MATH 376 -- Probability and Statistics II

ANOVA for testing linearity of regression

April 26, 2004

The data XList represents a list of temperatures in degrees C.

There are three repeated entries of each value because

we have three different YList elements (yields from a

chemical reaction) for each distinct x.

>    restart;

>    read "/home/fac/little/public_html/ProbStat/MaplePackage/MSP.map";

Warning, the name changecoords has been redefined

285282147

The temperatures:

>    XList:=evalf([150,150,150,200,200,200,250,250,250,300,300,300]);

XList := [150., 150., 150., 200., 200., 200., 250., 250., 250., 300., 300., 300.]

The yields:

>    YList:=[77.4,76.7,78.2,84.1,84.5,83.7,88.9,89.2,89.7,94.8,94.7,95.9];

YList := [77.4, 76.7, 78.2, 84.1, 84.5, 83.7, 88.9, 89.2, 89.7, 94.8, 94.7, 95.9]
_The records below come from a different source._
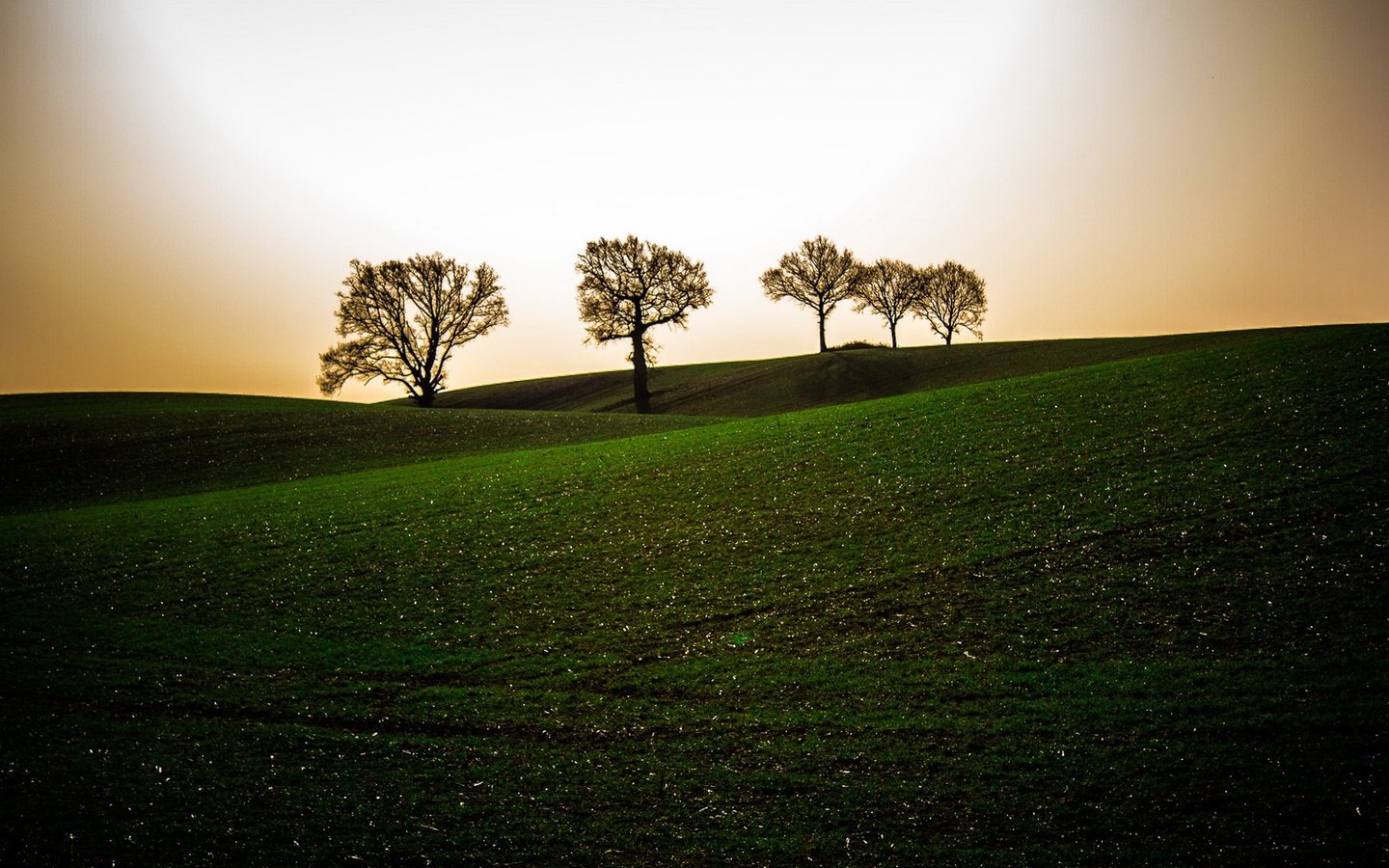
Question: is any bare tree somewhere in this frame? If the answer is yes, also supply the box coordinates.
[855,259,926,348]
[919,262,989,346]
[318,253,507,407]
[574,234,714,413]
[761,234,862,353]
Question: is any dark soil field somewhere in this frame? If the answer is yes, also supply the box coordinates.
[0,325,1389,865]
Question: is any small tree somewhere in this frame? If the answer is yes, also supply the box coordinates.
[318,253,507,407]
[761,234,864,353]
[855,259,926,348]
[574,234,714,413]
[918,262,989,346]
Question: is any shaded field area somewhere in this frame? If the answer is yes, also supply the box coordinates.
[0,326,1389,865]
[438,329,1281,417]
[0,393,716,512]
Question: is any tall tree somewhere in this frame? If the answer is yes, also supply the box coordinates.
[761,234,864,353]
[574,234,714,413]
[318,253,507,407]
[919,261,989,346]
[855,259,926,348]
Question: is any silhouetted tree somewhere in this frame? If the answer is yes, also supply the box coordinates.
[574,234,714,413]
[855,259,926,348]
[761,234,864,353]
[318,253,507,407]
[919,262,989,346]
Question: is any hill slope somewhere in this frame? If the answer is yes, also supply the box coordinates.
[0,393,717,512]
[0,326,1389,865]
[424,326,1299,417]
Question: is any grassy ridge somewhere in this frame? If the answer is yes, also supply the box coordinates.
[0,393,727,512]
[438,329,1278,417]
[0,326,1389,864]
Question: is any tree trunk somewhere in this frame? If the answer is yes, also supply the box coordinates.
[632,332,651,413]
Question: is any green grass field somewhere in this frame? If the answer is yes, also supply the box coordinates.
[0,325,1389,865]
[427,331,1276,417]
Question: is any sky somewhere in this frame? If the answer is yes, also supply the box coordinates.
[0,0,1389,400]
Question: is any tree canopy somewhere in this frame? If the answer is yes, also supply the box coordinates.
[855,259,926,348]
[318,253,507,407]
[760,234,864,353]
[919,261,989,346]
[574,234,714,413]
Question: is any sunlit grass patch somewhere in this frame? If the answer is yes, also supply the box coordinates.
[0,326,1389,864]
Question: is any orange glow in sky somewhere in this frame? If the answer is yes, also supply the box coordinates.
[0,0,1389,400]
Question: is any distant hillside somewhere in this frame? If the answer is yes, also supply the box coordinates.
[436,326,1317,417]
[0,325,1389,867]
[0,392,717,514]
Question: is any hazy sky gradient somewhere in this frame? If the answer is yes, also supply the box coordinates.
[0,0,1389,400]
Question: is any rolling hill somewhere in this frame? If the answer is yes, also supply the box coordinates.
[424,329,1279,417]
[0,325,1389,865]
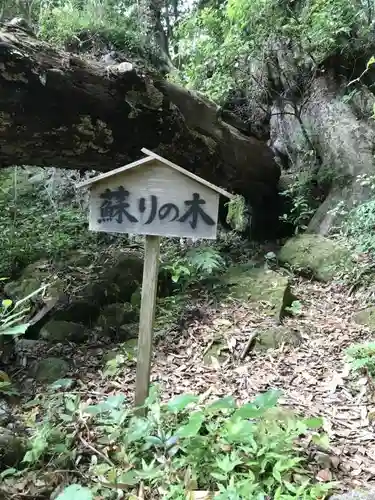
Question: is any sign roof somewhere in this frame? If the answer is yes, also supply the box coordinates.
[76,148,234,198]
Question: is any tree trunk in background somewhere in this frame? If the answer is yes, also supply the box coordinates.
[0,25,280,239]
[271,76,375,235]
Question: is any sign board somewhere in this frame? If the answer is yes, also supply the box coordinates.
[77,149,232,412]
[80,148,232,239]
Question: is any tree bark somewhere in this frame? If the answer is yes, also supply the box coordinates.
[0,24,280,236]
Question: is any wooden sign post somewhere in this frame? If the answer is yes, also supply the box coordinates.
[77,149,233,406]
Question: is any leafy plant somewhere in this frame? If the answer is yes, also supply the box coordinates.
[163,247,225,288]
[285,300,302,316]
[0,286,46,337]
[346,342,375,377]
[226,195,249,232]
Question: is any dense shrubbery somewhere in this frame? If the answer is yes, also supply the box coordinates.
[19,380,331,500]
[0,168,103,276]
[173,0,374,100]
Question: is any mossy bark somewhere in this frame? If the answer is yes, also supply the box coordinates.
[0,21,280,236]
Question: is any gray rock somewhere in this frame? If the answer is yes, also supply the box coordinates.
[255,326,302,350]
[40,320,86,342]
[220,264,296,318]
[97,302,137,338]
[330,490,375,500]
[35,357,69,383]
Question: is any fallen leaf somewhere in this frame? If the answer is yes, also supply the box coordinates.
[316,469,332,483]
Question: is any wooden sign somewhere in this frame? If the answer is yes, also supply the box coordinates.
[77,149,232,406]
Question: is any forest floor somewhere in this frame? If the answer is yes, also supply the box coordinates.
[4,278,375,498]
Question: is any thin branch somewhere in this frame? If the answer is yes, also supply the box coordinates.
[78,434,115,467]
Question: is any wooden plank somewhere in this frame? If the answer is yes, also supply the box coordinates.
[76,156,153,188]
[141,148,234,199]
[89,160,219,239]
[135,236,160,406]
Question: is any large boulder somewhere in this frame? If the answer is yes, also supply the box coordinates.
[4,250,143,339]
[35,357,70,384]
[222,264,296,318]
[278,234,350,281]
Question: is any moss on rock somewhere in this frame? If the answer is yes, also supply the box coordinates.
[353,306,375,331]
[35,357,69,384]
[255,326,302,350]
[0,427,26,470]
[223,264,296,318]
[97,302,137,334]
[278,234,350,282]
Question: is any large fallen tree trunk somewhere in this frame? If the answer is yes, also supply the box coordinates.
[0,24,279,236]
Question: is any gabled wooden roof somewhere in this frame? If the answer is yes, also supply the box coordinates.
[76,148,234,198]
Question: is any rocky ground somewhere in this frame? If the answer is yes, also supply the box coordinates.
[0,233,375,498]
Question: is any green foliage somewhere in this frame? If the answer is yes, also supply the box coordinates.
[163,247,225,288]
[226,195,248,232]
[0,167,100,276]
[281,172,317,234]
[56,484,93,500]
[176,0,373,101]
[0,286,46,338]
[38,0,143,48]
[285,300,302,316]
[346,342,375,377]
[24,388,331,500]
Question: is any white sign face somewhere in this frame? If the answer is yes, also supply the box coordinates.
[90,160,219,239]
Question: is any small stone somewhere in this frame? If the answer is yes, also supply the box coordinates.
[35,357,69,383]
[97,302,137,338]
[254,326,302,350]
[221,264,296,318]
[353,306,375,331]
[203,340,227,366]
[40,320,86,342]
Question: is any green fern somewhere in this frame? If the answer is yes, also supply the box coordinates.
[186,247,225,277]
[346,342,375,377]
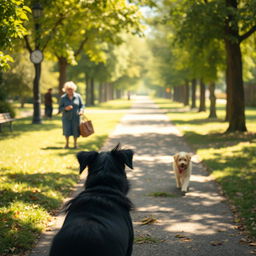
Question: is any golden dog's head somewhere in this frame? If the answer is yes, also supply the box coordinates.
[173,152,192,173]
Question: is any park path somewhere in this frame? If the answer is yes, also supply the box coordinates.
[30,97,251,256]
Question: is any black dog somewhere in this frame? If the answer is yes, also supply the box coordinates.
[49,145,134,256]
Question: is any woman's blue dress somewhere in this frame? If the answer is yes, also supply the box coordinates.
[59,93,84,137]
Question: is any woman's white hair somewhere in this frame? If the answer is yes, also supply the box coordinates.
[62,81,77,92]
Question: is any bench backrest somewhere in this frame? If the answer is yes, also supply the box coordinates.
[0,113,12,121]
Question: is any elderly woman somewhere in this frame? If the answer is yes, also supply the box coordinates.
[59,81,84,148]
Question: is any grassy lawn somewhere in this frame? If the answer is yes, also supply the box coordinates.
[0,100,130,256]
[155,99,256,238]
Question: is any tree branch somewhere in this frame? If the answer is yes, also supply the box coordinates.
[239,25,256,43]
[74,36,88,57]
[24,35,33,53]
[42,15,65,52]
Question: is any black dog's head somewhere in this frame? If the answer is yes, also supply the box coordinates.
[77,144,133,194]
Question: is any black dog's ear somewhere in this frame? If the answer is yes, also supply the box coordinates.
[118,149,134,169]
[76,151,99,174]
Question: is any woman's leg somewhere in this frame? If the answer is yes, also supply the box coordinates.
[74,136,77,148]
[65,136,69,148]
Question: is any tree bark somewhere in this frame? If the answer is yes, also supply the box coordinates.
[184,81,189,106]
[191,79,196,108]
[208,82,217,118]
[85,73,91,106]
[225,40,247,132]
[225,0,247,132]
[225,68,231,122]
[58,57,68,96]
[90,78,95,106]
[198,79,206,112]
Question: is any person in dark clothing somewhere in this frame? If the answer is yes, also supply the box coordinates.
[59,81,84,148]
[44,88,53,119]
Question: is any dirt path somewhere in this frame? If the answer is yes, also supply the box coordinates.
[31,97,251,256]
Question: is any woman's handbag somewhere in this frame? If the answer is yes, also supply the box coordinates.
[79,116,94,137]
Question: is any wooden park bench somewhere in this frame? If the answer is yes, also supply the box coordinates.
[0,113,15,132]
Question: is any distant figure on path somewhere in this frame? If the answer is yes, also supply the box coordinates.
[44,88,53,119]
[59,81,84,148]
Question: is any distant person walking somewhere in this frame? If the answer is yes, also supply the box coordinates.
[44,88,53,119]
[59,81,84,148]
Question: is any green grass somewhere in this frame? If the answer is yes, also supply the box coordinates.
[155,99,256,238]
[0,101,130,255]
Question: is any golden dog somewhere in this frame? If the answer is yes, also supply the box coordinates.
[173,152,192,195]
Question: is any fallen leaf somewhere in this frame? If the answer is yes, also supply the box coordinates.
[210,241,224,246]
[141,217,157,225]
[175,234,192,242]
[175,234,185,238]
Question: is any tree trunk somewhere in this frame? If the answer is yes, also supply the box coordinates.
[58,57,68,96]
[99,82,104,103]
[225,40,247,132]
[198,79,206,112]
[90,78,95,106]
[85,73,91,106]
[191,79,196,108]
[184,81,189,106]
[208,82,217,118]
[225,67,231,122]
[225,0,247,132]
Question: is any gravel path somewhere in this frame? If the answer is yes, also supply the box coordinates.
[30,97,252,256]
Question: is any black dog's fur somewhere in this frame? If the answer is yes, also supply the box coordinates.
[49,145,134,256]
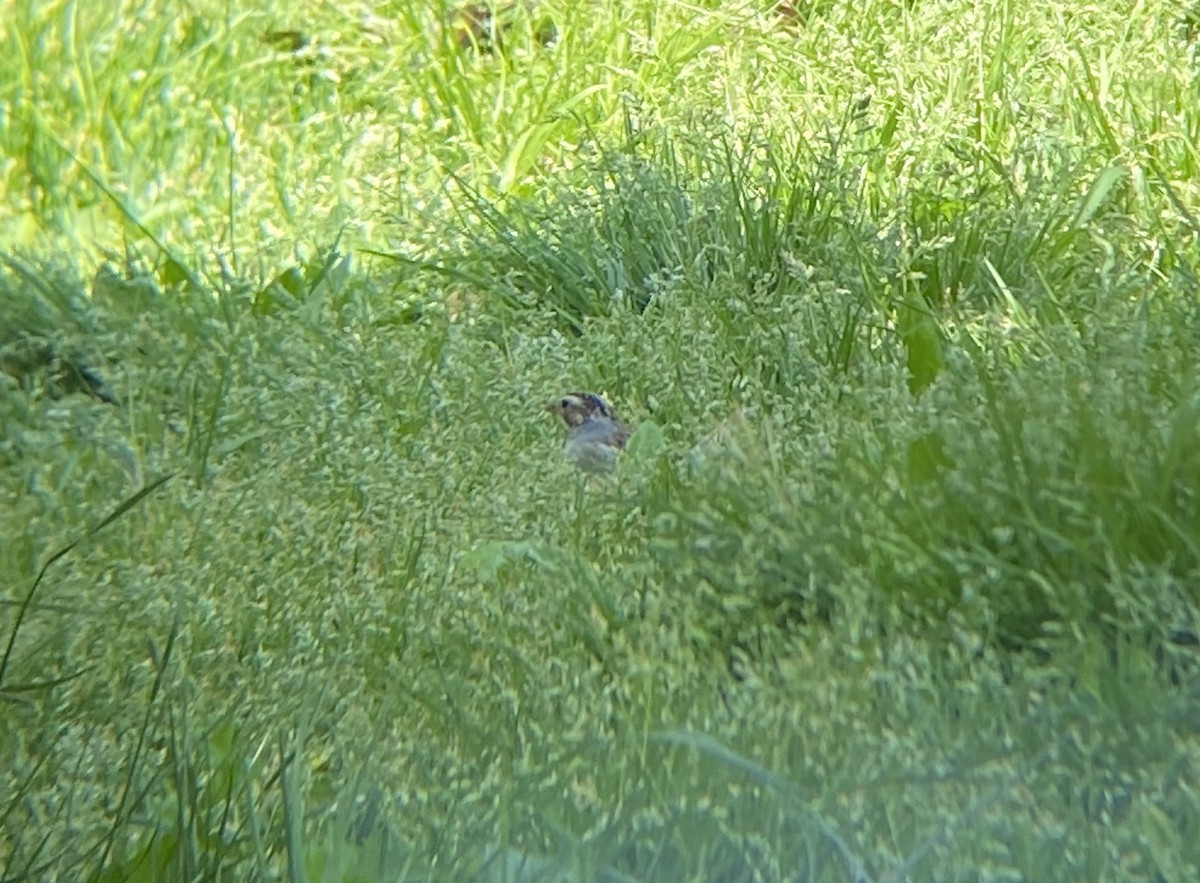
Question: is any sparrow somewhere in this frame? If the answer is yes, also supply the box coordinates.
[546,392,629,473]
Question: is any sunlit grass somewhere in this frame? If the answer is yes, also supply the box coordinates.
[7,1,1200,881]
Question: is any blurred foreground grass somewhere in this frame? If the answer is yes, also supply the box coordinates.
[0,4,1200,881]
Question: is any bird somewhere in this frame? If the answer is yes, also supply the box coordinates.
[546,392,629,474]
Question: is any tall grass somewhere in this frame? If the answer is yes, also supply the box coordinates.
[0,0,1200,881]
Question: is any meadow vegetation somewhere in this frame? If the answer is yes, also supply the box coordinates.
[0,0,1200,883]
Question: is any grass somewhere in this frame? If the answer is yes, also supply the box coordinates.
[0,0,1200,881]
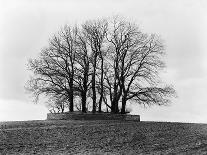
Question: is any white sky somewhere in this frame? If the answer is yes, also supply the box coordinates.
[0,0,207,123]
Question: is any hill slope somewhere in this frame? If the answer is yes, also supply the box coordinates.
[0,121,207,154]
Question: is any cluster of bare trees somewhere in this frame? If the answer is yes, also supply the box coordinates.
[26,18,175,113]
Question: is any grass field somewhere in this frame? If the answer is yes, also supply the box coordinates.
[0,120,207,155]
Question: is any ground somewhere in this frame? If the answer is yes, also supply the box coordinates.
[0,120,207,155]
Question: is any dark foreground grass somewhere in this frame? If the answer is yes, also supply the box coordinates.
[0,121,207,155]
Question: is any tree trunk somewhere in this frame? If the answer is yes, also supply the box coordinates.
[92,67,96,113]
[98,56,104,112]
[69,78,74,112]
[121,95,126,114]
[81,92,86,113]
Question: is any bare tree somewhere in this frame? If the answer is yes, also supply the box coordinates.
[27,17,175,113]
[26,26,77,111]
[106,18,175,113]
[74,28,91,113]
[83,20,107,112]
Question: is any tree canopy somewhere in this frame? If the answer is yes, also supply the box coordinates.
[26,17,176,113]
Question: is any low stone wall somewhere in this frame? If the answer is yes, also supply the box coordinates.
[47,113,140,121]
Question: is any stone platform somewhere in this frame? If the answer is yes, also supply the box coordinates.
[47,112,140,121]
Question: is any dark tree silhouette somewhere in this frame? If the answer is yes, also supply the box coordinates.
[26,26,77,111]
[27,17,176,114]
[83,20,108,112]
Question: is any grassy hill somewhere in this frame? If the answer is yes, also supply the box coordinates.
[0,120,207,155]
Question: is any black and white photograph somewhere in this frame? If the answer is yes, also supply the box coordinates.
[0,0,207,155]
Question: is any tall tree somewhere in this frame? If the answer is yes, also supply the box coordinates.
[74,31,90,113]
[83,20,107,112]
[26,26,77,112]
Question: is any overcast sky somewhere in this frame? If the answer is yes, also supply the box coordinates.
[0,0,207,123]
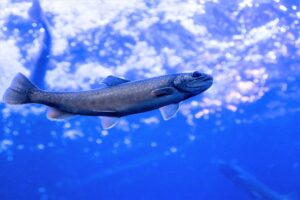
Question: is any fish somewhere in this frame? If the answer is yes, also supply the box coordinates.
[28,0,52,88]
[216,160,297,200]
[3,71,213,129]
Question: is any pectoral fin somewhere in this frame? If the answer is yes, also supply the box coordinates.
[159,103,179,120]
[47,107,74,121]
[102,76,130,86]
[100,116,120,129]
[151,87,174,97]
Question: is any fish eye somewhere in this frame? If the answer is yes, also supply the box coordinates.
[192,71,202,78]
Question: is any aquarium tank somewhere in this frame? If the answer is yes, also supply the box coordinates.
[0,0,300,200]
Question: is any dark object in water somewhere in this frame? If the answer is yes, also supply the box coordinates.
[216,161,296,200]
[3,71,213,129]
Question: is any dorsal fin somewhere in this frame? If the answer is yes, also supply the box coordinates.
[102,76,130,86]
[151,87,174,97]
[47,107,74,121]
[100,116,120,129]
[159,103,179,120]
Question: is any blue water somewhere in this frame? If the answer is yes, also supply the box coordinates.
[0,0,300,200]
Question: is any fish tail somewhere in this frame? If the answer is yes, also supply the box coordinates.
[3,73,38,104]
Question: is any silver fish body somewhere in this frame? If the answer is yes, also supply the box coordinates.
[3,72,213,128]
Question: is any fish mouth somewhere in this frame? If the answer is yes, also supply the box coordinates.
[185,75,213,92]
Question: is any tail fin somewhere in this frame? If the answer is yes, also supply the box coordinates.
[3,73,37,104]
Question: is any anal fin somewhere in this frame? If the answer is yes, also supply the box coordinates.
[47,107,74,121]
[100,116,120,129]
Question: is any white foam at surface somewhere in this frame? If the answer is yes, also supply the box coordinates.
[0,0,300,126]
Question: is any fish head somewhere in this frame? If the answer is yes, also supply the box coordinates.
[174,71,213,94]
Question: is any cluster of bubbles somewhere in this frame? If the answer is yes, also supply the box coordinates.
[0,0,300,180]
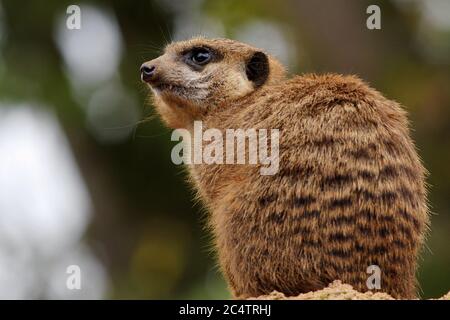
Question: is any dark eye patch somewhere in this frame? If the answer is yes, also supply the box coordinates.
[181,46,221,71]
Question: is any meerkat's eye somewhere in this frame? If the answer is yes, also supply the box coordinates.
[191,48,212,65]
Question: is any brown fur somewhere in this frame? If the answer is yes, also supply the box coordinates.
[142,38,428,298]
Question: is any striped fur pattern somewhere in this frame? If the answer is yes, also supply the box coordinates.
[144,38,429,298]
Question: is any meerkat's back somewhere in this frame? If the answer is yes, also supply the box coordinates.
[141,38,428,298]
[201,75,428,298]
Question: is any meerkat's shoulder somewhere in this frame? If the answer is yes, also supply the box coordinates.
[280,73,378,97]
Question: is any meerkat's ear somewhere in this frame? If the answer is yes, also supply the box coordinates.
[245,51,269,88]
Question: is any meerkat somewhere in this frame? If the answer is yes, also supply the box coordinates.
[141,38,429,299]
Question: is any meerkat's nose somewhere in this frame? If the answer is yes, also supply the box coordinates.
[141,63,156,82]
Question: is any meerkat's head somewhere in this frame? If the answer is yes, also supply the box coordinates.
[141,38,285,128]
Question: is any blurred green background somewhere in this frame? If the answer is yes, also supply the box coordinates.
[0,0,450,299]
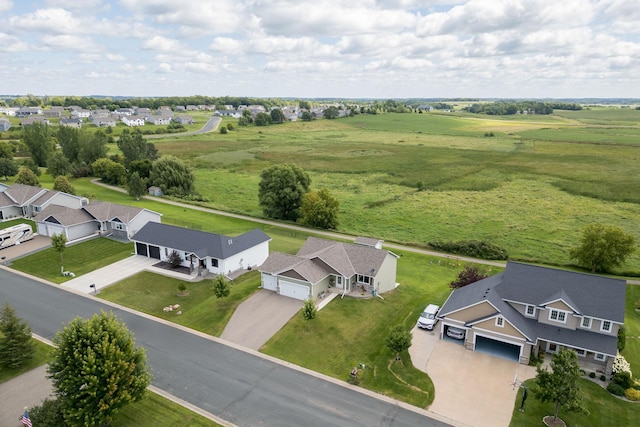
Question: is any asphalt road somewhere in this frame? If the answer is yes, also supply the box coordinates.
[0,269,450,427]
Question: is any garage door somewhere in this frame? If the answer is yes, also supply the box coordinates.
[149,245,160,259]
[136,242,148,256]
[475,334,522,362]
[280,281,309,300]
[262,273,278,291]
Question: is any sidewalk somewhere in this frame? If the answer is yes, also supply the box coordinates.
[0,364,53,427]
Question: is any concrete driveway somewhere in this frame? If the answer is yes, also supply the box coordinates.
[409,325,536,427]
[220,289,302,350]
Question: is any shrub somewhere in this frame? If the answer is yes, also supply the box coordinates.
[624,388,640,402]
[607,383,624,396]
[429,240,509,260]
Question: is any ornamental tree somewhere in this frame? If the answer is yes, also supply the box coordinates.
[48,311,151,426]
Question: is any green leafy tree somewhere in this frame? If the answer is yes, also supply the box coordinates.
[22,123,53,166]
[16,166,40,187]
[269,108,286,124]
[48,312,151,426]
[127,172,147,200]
[53,175,76,195]
[300,188,340,229]
[78,130,109,165]
[258,164,311,221]
[149,156,195,196]
[213,274,231,299]
[386,325,411,360]
[0,302,34,369]
[57,126,81,163]
[51,233,67,262]
[449,264,487,289]
[118,129,149,167]
[569,223,636,273]
[533,348,586,425]
[0,157,18,181]
[47,151,71,178]
[301,298,318,320]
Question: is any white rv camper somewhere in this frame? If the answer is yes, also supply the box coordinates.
[0,224,33,249]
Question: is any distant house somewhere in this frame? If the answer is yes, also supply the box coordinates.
[132,223,271,280]
[0,118,11,132]
[60,118,82,129]
[34,202,162,241]
[259,237,398,300]
[438,261,626,374]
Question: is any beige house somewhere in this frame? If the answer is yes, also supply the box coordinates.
[258,237,398,300]
[438,262,626,374]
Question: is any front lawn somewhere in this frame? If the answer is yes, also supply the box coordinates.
[98,270,260,337]
[509,379,640,427]
[261,253,461,408]
[11,237,133,283]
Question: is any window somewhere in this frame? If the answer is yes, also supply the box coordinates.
[549,308,567,323]
[525,304,536,317]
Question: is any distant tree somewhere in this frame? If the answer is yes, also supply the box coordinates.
[47,151,71,178]
[53,175,76,195]
[253,113,271,126]
[57,126,80,163]
[300,188,340,229]
[269,108,286,124]
[22,123,53,166]
[213,274,231,299]
[51,233,67,262]
[118,129,149,168]
[302,298,318,320]
[387,325,411,360]
[127,172,147,200]
[258,164,311,221]
[533,348,586,425]
[569,223,635,273]
[78,130,108,165]
[149,156,195,196]
[322,105,339,120]
[48,312,151,426]
[449,264,487,289]
[16,166,40,187]
[0,157,18,181]
[0,302,34,369]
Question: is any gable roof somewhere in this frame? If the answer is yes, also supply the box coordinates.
[131,222,271,259]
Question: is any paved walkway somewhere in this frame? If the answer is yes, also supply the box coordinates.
[0,365,53,427]
[409,326,536,427]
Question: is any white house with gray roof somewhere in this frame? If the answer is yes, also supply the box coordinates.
[259,237,398,300]
[438,262,626,374]
[131,223,271,275]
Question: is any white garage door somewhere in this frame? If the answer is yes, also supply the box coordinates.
[262,273,278,291]
[280,281,309,300]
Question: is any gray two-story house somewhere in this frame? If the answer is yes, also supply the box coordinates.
[438,262,626,373]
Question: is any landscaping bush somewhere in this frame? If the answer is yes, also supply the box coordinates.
[624,388,640,402]
[429,240,509,260]
[607,383,624,396]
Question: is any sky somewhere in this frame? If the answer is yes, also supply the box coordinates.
[0,0,640,99]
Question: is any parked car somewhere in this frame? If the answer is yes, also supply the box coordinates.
[447,326,465,340]
[418,304,440,330]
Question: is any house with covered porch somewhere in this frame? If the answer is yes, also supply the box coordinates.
[259,237,398,300]
[438,262,626,374]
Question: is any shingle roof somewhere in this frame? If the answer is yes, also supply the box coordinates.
[131,222,271,259]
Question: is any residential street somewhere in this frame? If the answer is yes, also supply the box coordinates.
[0,268,457,427]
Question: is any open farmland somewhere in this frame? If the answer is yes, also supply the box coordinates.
[149,109,640,273]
First we compute the equation of the regression line corresponding to this data:

>    YM:=Mean(YList);

YM := 86.48333333

>    XM:=Mean(XList);

XM := 225.0000000

>    Sxx:=add((XList[j]-XM)^2,j=1..12);

Sxx := 37500.00000

>    Sxy:=add((XList[j]-XM)*(YList[j]-YM),j=1..12);

Sxy := 4370.000000

>    Syy:=add((YList[j]-YM)^2,j=1..12);

Syy := 513.1166668

>    beta[1]:=Sxy/Sxx;

beta[1] := .1165333333

>    beta[0]:=YM-beta[1]*XM;

beta[0] := 60.26333334

So the regression line is   y = 60.26333334  + .1165333333   x

Now, the question is:  How well does a linear model actually fit this

data?  Here are the ANOVA computations.  First we find the means

of the three y 's for each distinct x

>    Ybar[1]:=Mean(YList[1..3]);

Ybar[1] := 77.43333333

>    Ybar[2]:=Mean(YList[4..6]);

Ybar[2] := 84.10000000

>    Ybar[3]:=Mean(YList[7..9]);

Ybar[3] := 89.26666667

>    Ybar[4]:=Mean(YList[10..12]);

Ybar[4] := 95.13333333

and the ``pure error'' sum of squares:

>    SSEPure:=add(add((YList[3*(j-1)+i]-Ybar[j])^2,i=1..3),j=1..4);

SSEPure := 2.660000001

(this can be used to get an unbiased estimator of sigma^2  -- variance of

error in this case where we repeat the experiment a number of times

with each   x[i]  )

Next, we start the ANOVA procedure.  Compute the SSE first:

>    SSE:=Syy-beta[1]*Sxy;

SSE := 3.8660003

The ``lack of fit'' component of the error is SSE - SSEPure:

>    LOF:=SSE-SSEPure;

LOF := 1.206000299

We have  n = 12,  k = 4  here.  LOF  has a chi^2   distribution with k - 2 = 2

d.f. and  SSEPure  has a   chi^2   distribution with   n - k = 8   d.f.

The ratio  [(SSE-SSEPure)/2]/[SSEPure/8]  has an F-distribution.

>    FLOF:=(SSE-SSEPure)/(2*SSEPure/8);

FLOF := 1.813534284

This is the test statistic for the ANOVA test for linearity of

regression (a one-tailed   F- test) .   H[0]   is the hypothesis that the linear model is

adequate;  the alternative is that it is not.  The  p- value of the

test is rather large:

>    1-FCDF(2,8,FLOF);

.2241191741

We conclude that the linear model is reasonably appropriate for this data.